## Archive for the ‘Venn Diagrams’ Category

### The 3 Vs of Big Data revisited: Venn diagrams and visualization

Monday, June 3rd, 2013

The 3 Vs of Big Data revisited: Venn diagrams and visualization by Vincent Granville.

From the post:

This discussion is about visualization. The three Vs of big data (volume, velocity, variety) or the three skills that make a data scientist (hacking, statistics, domain expertise) are typically visualized using a Venn diagram, representing all the potential 8 combinations through set intersections. In the case of big data, I believe (visualization, veracity, value) are more important than (volume, velocity, variety), but that’s another issue. Except that one of my Vs is visualization and all these Venn diagrams are visually wrong: the color at the intersection of two sets should be the blending of both colors of the parent sets, for easy interpretation and easy generalization to 4 or more sets. For instance, if we have three sets A, B, C painted respectively in red, green, blue, the intersection of A and B should be yellow, the intersection of the three should be white.

Sorry to disappoint fans of the “3 Vs of Big Data,” as Vincent points out there are at least six (6). (Probably more. Post your suggestions.)

It is a helpful review on Venn diagrams until Vincent says:

For most people, the brain has a hard time quickly processing more than 4 dimensions at once, and this should be kept in mind when producing visualizations. Beyond 5 dimensions, any additional dimension probably makes your visual less and less useful for value extraction, unless you are a real artist!

I don’t think four dimensions is going to be easy:

3D projection of a tesseract undergoing a simple rotation in four dimensional space.

### CXAIR Dynamic Venn Diagrams

Monday, July 11th, 2011

CXAIR Dynamic Venn Diagrams

From the description:

Brief overview of how Venn diagrams work in CXAIR. The Venn’s are created on the fly and allow you to find relationships in your data in an extremely visual and easy to use way.

Take the five (5) minutes it will take to watch this video.

This is an example of a good interface. Good, not great.

Works well with crisp data and sharp boundaries. Fuzzy or uncertain data, perhaps not as good.

Still, there is a lot of data with (alleged anyway) sharp boundaries. CXAIR is a good tool for exploring such data in order to create a topic map.

See: http://www.connexica.com/ for more details.
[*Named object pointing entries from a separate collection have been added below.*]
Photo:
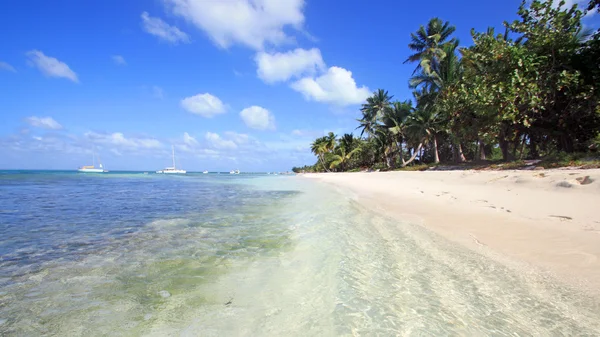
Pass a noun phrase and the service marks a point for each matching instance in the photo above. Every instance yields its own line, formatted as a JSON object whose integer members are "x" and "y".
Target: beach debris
{"x": 584, "y": 180}
{"x": 532, "y": 162}
{"x": 565, "y": 184}
{"x": 495, "y": 179}
{"x": 476, "y": 240}
{"x": 561, "y": 217}
{"x": 574, "y": 182}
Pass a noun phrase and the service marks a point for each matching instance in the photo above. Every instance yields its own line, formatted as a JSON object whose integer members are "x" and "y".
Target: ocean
{"x": 133, "y": 254}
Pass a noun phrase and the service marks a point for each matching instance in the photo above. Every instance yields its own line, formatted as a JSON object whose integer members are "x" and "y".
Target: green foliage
{"x": 528, "y": 92}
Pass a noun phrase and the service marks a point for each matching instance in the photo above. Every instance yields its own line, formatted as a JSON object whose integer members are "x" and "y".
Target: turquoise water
{"x": 128, "y": 254}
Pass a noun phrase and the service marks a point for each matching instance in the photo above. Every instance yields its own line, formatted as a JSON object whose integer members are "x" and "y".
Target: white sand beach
{"x": 546, "y": 220}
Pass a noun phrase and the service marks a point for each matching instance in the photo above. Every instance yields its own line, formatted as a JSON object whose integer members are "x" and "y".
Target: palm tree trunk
{"x": 323, "y": 163}
{"x": 461, "y": 155}
{"x": 413, "y": 156}
{"x": 435, "y": 150}
{"x": 482, "y": 151}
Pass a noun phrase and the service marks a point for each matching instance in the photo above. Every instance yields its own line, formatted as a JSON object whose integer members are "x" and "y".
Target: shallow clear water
{"x": 214, "y": 255}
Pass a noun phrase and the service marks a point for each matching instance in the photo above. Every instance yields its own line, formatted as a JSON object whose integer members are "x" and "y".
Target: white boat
{"x": 173, "y": 169}
{"x": 92, "y": 168}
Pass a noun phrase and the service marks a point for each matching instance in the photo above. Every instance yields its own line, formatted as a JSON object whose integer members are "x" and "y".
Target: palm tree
{"x": 348, "y": 142}
{"x": 427, "y": 43}
{"x": 395, "y": 121}
{"x": 375, "y": 107}
{"x": 319, "y": 148}
{"x": 330, "y": 141}
{"x": 422, "y": 127}
{"x": 342, "y": 157}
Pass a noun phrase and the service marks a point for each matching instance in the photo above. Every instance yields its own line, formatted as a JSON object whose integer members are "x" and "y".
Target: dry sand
{"x": 546, "y": 220}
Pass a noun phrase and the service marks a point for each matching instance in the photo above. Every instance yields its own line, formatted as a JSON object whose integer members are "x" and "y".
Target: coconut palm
{"x": 422, "y": 128}
{"x": 330, "y": 141}
{"x": 376, "y": 106}
{"x": 319, "y": 148}
{"x": 341, "y": 158}
{"x": 427, "y": 43}
{"x": 348, "y": 142}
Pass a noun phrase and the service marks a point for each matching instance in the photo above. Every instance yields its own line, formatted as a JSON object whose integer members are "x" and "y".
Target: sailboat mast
{"x": 173, "y": 147}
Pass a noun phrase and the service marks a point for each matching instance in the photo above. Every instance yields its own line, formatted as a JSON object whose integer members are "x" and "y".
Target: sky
{"x": 229, "y": 84}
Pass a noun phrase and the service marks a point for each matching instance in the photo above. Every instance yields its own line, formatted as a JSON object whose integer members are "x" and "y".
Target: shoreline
{"x": 543, "y": 221}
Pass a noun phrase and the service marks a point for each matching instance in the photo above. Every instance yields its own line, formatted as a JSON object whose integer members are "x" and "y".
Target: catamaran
{"x": 173, "y": 169}
{"x": 92, "y": 168}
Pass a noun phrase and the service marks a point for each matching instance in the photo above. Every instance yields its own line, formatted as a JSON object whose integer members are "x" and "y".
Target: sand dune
{"x": 545, "y": 220}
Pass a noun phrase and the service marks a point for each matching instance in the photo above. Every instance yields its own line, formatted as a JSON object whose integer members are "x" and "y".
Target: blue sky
{"x": 242, "y": 84}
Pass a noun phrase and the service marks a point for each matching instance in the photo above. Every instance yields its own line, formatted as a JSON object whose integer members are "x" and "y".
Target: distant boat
{"x": 173, "y": 169}
{"x": 92, "y": 168}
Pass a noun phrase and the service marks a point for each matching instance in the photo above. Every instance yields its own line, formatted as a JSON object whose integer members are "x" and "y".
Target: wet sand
{"x": 547, "y": 221}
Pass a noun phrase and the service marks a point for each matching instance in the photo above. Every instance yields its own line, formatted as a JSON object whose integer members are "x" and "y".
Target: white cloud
{"x": 205, "y": 105}
{"x": 44, "y": 123}
{"x": 253, "y": 23}
{"x": 50, "y": 66}
{"x": 238, "y": 138}
{"x": 217, "y": 142}
{"x": 119, "y": 140}
{"x": 7, "y": 67}
{"x": 118, "y": 60}
{"x": 158, "y": 92}
{"x": 280, "y": 67}
{"x": 163, "y": 30}
{"x": 189, "y": 140}
{"x": 258, "y": 118}
{"x": 336, "y": 86}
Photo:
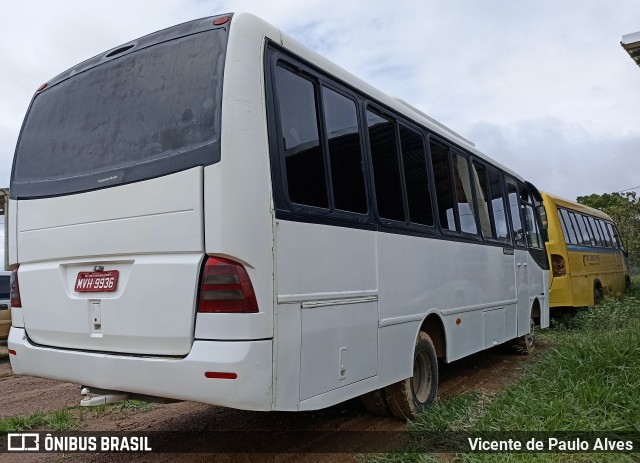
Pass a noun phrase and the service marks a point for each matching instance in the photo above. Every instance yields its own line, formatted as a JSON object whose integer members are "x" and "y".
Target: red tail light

Research question: To what extent is the overlapping of properties the specification of complex identities? Works in the demonstration to identify collective subjects. (A subject that is a collection of subjects.) Should work for singleton subjects (depending on your definition).

Would it be helpful to have associations with other subjects displayed while constructing an identification for a singleton subject? How would you decide which ones to display?